You will also find some of these operations with a s-suffix, like adds, subs… This stands for saturation and means that in case of overflow/underflow, the result is set to the datatype’s maximum/minimum value instead of wrapping around. Furthermore, operations can also have a variant that adds explicit rounding. This can mean rounding to nearest integer, up/down an integer, truncation or following globally defined RC rules, located in the MXCSR register. These intrinsics have an underscore between the base operation and the round modifier, as seen for instance in _mm512_mul_round_ps and _mm512_add_round_ps. I would argue that despite the underscore, it’s easiest to just see these as a new operation (eg. mul_round) instead of the normal operation (eg. mul) with an optional modifier. Otherwise it makes the template more complicated for no good reason.

Bitwise logic operations are of course also available: and, or, not, xor… They do exactly what you’d imagine they would.
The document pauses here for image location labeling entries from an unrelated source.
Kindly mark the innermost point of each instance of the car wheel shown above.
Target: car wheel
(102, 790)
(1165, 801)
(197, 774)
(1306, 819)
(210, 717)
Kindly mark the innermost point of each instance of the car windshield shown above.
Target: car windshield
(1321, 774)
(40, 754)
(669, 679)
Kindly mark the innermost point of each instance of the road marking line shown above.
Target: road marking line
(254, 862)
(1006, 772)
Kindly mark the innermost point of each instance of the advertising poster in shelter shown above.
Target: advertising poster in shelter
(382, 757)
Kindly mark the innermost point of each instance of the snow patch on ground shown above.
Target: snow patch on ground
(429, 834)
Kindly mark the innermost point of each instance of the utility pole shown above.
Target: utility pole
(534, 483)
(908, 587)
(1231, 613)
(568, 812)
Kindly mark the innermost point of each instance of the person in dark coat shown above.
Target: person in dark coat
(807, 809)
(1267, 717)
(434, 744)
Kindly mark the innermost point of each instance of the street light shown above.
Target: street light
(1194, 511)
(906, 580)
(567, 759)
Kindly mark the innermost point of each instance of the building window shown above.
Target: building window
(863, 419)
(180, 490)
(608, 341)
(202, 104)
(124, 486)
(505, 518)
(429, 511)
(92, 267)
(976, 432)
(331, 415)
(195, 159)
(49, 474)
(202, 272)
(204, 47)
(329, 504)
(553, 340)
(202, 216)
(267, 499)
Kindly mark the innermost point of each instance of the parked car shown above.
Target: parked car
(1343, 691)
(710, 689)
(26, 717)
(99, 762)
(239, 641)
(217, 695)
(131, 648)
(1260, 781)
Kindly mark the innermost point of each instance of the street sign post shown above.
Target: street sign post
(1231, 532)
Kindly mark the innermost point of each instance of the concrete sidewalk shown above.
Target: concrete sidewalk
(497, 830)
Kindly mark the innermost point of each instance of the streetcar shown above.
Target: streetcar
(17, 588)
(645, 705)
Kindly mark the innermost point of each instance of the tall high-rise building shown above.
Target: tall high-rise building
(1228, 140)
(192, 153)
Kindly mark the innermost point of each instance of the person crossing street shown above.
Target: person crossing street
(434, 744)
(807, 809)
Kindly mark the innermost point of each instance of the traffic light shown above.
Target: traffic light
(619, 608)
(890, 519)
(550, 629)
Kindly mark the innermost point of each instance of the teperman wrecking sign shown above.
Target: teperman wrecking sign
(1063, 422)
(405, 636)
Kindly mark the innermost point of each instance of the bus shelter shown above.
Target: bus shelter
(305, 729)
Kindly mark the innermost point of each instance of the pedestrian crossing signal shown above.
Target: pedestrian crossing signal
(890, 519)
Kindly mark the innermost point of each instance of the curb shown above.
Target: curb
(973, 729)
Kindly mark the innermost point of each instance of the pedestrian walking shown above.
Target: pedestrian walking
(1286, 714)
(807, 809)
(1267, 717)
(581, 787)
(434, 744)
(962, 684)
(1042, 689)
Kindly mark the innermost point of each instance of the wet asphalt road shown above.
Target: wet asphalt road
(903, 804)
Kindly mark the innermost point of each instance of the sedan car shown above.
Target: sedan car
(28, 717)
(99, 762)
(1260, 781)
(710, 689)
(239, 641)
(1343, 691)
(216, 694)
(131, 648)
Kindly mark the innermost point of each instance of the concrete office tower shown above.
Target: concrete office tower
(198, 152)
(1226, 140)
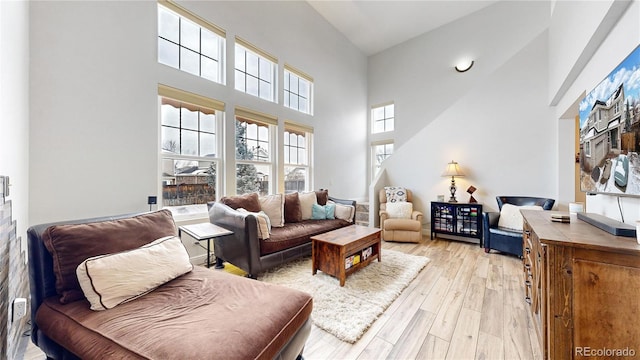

To run any of these manipulations on data, you need to get said data into a SIMD register. There are a few main ways to declare that some data should be delivered into a SIMD register. These operations also construct and return a value of the appropriate SIMD type (__m512h, __m512, __m512d or __m512i), which can then be used as an operand in intrinsics that manipulate data. The operations differ in their arguments:

load: Takes a pointer as its argument and reads 512 bits starting from there. This means that data is always read from memory (CPU caches, RAM…).
set: Takes as arguments the required number of scalar values to fill a SIMD register (ie. 16 singles, 8 doubles…).
broadcast: Takes a SIMD type of some smaller size (__m128, __m256) as its argument and broadcasts it in some way to this larger register. There are many variants of this with different suffixes.
set1, set4: Takes as argument either one or four scalar values. The scalar or scalars are repeated across the SIMD register. A variant of the latter with an r-suffix does so in reversed order.
setzero: Takes no arguments, zeroes out a register. This is especially useful when setting up accumulator registers.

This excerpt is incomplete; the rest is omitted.